Because that is what makes the search box work.
With your attitude I don't expect you will be here long.


----------



## FrugalRefiner (Apr 9, 2017)

tylerplyler said:


> And as far as my spell goes I have a hard time with that , and think it pretty childish to even post on her being a douchebag about things. If if the word was spell wrong u obviously knew what I was talking about and offered no help... So my question jimdoc why even comment on the post?


Tyler, before you post again I suggest you read the forum rules. If you have a problem with someone's response, you can bring it to the attention of a moderator. You do not make personal attacks against other members and resort to name calling. 

Spelling is important here, both for searching and for safety. Take your time. Use the Preview button before you press the Submit button. If you know you have difficulty with spelling, use a spell checker. Take a look through my Tips thread for more information.

Dave


----------



## g_axelsson (Apr 9, 2017)

tylerplyler said:


> Thanks a lot I'll give it a try. I have a few pounds of them and getting sick of them sitting around the house lol. And as far as my spell goes I have a hard time with that , and think it pretty childish to even post on her being a douchebag about things. If if the word was spell wrong u obviously knew what I was talking about and offered no help... So my question jimdoc why even comment on the post?


The word you are looking for is "Thank you jimdoc!"
Correcting your spelling makes it possible for you to find the information you are looking for. That is helping in my book. Unless you are too lazy to look for it yourself even after given the correct spelling.

We are very careful when it comes to spelling on this forum. For example sodiummetabisulfite will precipitate gold while sodiummetabisulfate wouldn't do anything. Spelling chemical names wrong will in best case just produce a minor setback, but could hurt you and people around you in the worst case.
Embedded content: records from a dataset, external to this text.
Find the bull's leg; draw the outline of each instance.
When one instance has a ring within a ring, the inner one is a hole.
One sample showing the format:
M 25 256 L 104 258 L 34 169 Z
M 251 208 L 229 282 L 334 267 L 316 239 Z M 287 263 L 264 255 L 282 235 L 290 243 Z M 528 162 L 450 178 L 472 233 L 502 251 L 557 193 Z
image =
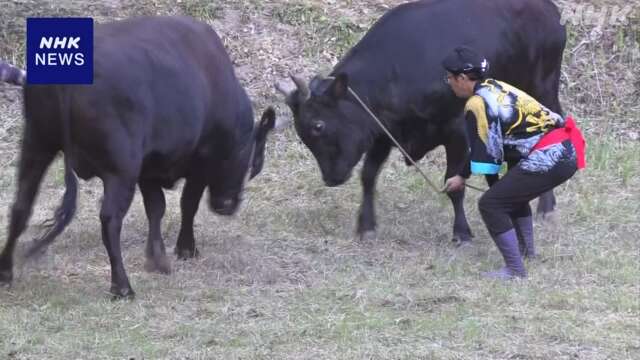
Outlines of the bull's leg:
M 171 263 L 167 258 L 160 225 L 166 209 L 164 192 L 157 182 L 140 181 L 140 192 L 144 199 L 144 209 L 149 221 L 149 238 L 147 239 L 145 269 L 149 272 L 169 274 Z
M 556 71 L 550 74 L 546 79 L 539 80 L 537 91 L 533 91 L 536 99 L 549 108 L 549 110 L 564 116 L 562 111 L 562 105 L 560 104 L 560 68 L 562 56 L 558 57 L 558 64 Z M 550 215 L 556 209 L 556 196 L 553 193 L 553 189 L 538 197 L 538 207 L 536 213 L 542 219 L 552 218 Z
M 549 190 L 546 193 L 538 197 L 538 207 L 536 213 L 542 219 L 550 218 L 553 211 L 556 209 L 556 196 L 553 190 Z
M 25 139 L 25 141 L 27 141 Z M 40 181 L 53 161 L 55 153 L 42 152 L 24 144 L 18 169 L 18 191 L 11 208 L 9 237 L 0 254 L 0 283 L 10 283 L 13 279 L 13 252 L 18 237 L 27 226 L 31 209 Z
M 122 252 L 120 251 L 120 232 L 122 220 L 129 210 L 135 192 L 135 180 L 127 180 L 115 176 L 106 176 L 104 183 L 104 199 L 100 210 L 102 223 L 102 242 L 107 249 L 111 263 L 111 293 L 116 298 L 135 296 L 127 273 L 124 269 Z
M 467 216 L 464 212 L 464 189 L 457 192 L 447 193 L 447 196 L 453 204 L 453 241 L 459 245 L 468 244 L 473 238 L 471 228 L 467 222 Z
M 374 209 L 374 197 L 376 178 L 380 173 L 382 164 L 389 157 L 391 145 L 386 140 L 379 140 L 367 152 L 362 167 L 360 179 L 362 181 L 362 204 L 358 216 L 358 235 L 361 241 L 371 241 L 376 237 L 376 214 Z
M 467 140 L 464 128 L 453 130 L 444 144 L 447 154 L 447 172 L 445 179 L 461 174 L 463 167 L 467 166 Z M 464 211 L 464 189 L 457 192 L 447 193 L 447 196 L 453 204 L 453 241 L 460 245 L 468 244 L 473 238 L 471 228 L 467 222 L 467 216 Z
M 493 184 L 495 184 L 498 180 L 500 180 L 500 176 L 499 175 L 485 175 L 484 179 L 487 182 L 487 185 L 489 185 L 489 187 L 492 187 Z
M 206 182 L 200 177 L 187 178 L 182 190 L 180 199 L 180 209 L 182 212 L 182 223 L 180 224 L 180 234 L 176 242 L 175 253 L 178 259 L 191 259 L 198 255 L 196 241 L 193 237 L 193 218 L 198 212 L 200 199 L 206 187 Z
tylerplyler, you are a newbie here. You better apologize to jimdoc who is one of our oldest regular members here and well seen by the community. Then you have to change your attitude too, or your stay here will be short.

Have I made myself clear?

Göran


----------



## geedigity (Apr 9, 2017)

> Tylerplyler, the preferred method for processing MLCCs is smelting. That's what geedigity described, though he referred to it as melting.
> 
> Dave



That is correct. Thank you for catching that.


----------